Additionally, the bonds issued through FeatherStone’s program are expected to have a five-year maturity, floating rate coupon and at least one rating by a major ratings service.

"The end buyer probably will end up being less than a handful of the portfolio side or mortgage conduit lending side of the banks or insurance and would combine rating with some form off internal rating," D’Vari explained.

He continued, "These private buyers may do a lot of independent analysis and will ‘grill’ the issuer and the rating and impose their own required enhancement."

In May, FeatherStone Investment announced that it began structuring its first rental income securitization, with the company owning 50% of the investment.

"This is a huge structural achievement for FeatherStone Investment Group," says FIG General Counsel Scott Manson. "This also opens our other two securitization structures to the public."
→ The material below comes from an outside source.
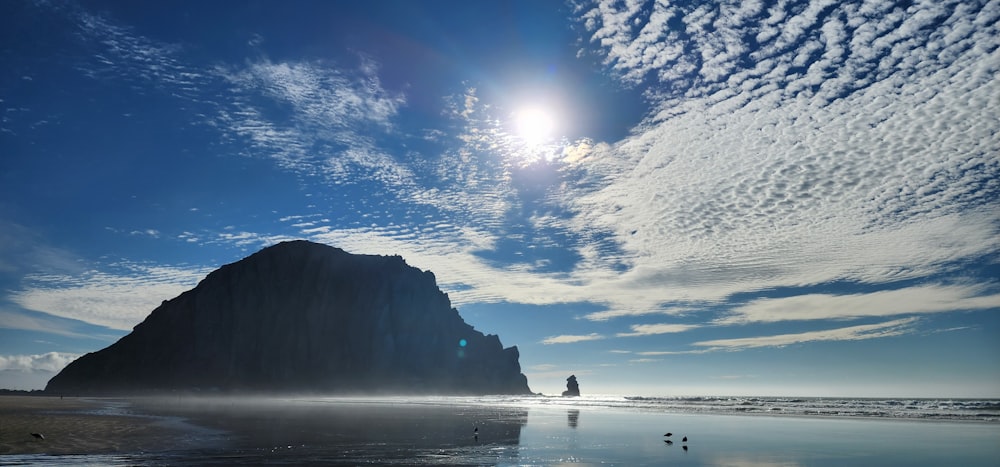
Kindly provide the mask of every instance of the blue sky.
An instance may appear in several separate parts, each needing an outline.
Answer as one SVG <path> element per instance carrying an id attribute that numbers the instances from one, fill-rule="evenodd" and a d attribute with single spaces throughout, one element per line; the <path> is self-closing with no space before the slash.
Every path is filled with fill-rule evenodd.
<path id="1" fill-rule="evenodd" d="M 1000 2 L 0 3 L 0 387 L 288 239 L 533 390 L 1000 397 Z"/>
FeatherStone Investment Group also plans to assemble single-family properties into pools and issue securities to investors in the secondary mortgage market as a Real Estate Investment Conduit (REMIC) – similar to collateralized mortgage obligations.

Put simply, REMIC is a special vehicle that is used to pool mortgages and issue mortgage-backed securities. This type of conduit also holds commercial and residential mortgages in trust, and issues interests in the loans to investors.

Investors should expect a substantial liquidity premium charged on these notes, potentially as high as 300 basis points to 500 basis points depending on the enhancement, D'Vari pointed out.

"While the mortgage conduits may not be able to invest in individual reo-to-rental loans, but they could participate in investment grade highly enhanced senior notes," D’Vari concluded.